I don’t remember reading anything like it before. A Bronx teen, Aaron Soto, struggles to figure himself out, torn between his girlfriend and a new, male best buddy, Thomas. Aaron’s father killed himself; his mother barely manages; his other friends run hot and cold, often violently. To Aaron, Thomas represents hope – and more? And threaded through the story, talk of a near-miraculous process offered by the Leteo Institute: the selective rewriting and deletion of memories.
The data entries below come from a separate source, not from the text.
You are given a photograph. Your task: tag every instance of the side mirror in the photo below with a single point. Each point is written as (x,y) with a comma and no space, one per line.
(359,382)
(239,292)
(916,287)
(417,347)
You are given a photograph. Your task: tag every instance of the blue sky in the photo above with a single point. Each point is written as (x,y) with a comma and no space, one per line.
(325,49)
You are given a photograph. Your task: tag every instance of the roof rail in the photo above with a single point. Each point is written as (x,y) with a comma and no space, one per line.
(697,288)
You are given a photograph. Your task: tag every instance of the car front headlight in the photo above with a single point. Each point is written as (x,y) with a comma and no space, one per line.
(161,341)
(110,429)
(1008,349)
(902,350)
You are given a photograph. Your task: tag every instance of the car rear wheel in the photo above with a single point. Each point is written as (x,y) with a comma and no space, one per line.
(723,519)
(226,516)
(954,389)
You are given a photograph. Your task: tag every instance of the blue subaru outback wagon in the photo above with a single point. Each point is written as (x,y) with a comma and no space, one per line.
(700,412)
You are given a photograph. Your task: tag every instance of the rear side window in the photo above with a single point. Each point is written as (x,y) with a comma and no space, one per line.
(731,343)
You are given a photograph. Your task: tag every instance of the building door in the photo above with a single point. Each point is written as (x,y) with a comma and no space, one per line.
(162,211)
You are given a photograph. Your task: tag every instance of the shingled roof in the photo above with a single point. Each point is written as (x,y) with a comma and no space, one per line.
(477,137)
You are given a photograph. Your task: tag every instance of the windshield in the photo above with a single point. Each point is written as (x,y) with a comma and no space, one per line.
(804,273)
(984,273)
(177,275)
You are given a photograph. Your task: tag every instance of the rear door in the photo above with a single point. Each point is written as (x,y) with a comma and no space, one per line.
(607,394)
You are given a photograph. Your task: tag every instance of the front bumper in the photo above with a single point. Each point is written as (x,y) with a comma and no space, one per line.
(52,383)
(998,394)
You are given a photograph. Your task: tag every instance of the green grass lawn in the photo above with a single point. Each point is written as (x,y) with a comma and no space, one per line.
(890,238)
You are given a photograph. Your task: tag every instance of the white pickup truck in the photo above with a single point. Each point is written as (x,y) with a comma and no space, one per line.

A coming-of-age story, then, lifted by the generous peppering of a gritty setting and a dollop of SF mustard. In More Happy Than Not, no holds are barred, and teenage activities occur. This is not the (perfectly reasonable but) pastel, idealised world of some books. There are choices, and there are consequences. And the genre-mashing keeps you guessing, and keeps you reading, all the way.

Aaron is utterly believable: his thoughts, his feelings, his worries, all resonated to various degrees. The first-person present-tense style, not to everyone’s taste, brings an immediacy to a story focusing often on Aaron’s past and his future. I genuinely muttered “oh, god, don’t do that,” on at least one occasion, though I can neither confirm nor deny I was in a public place at the time and anyway it was noisy and nobody looked at me apart from that one lady.

I suppose if I were forced at knifepoint to find fault, I’d say I’d have liked the story to continue a little longer. That’s the reviewing equivalent to “my biggest weakness is that I’m a perfectionist,” I know. I guess some of the supporting characters feel a little interchangeable (not a great sin here). I can’t say whether the Bronx scenes are truthful in any way – my reality involves regular sightings of students in three-piece tweed, and consequently I’m an unreliable judge. It feels real enough, as does Aaron’s family and its fractured lives.

This is a book I rattled quickly through (always a good sign) and I wish I’d been able to read it as a teenager. The SF angle would’ve given me the excuse I’d have been looking for and it would have helped me, I’m sure. Oh, to be a teenager again (modulo school, acne, exams, climate change, Brexit, Trump… hmm, on second thoughts).

More Happy Than Not is Adam Silvera’s debut novel, which makes me both happy and envious. I look forward to his next dropping onto my pile soon.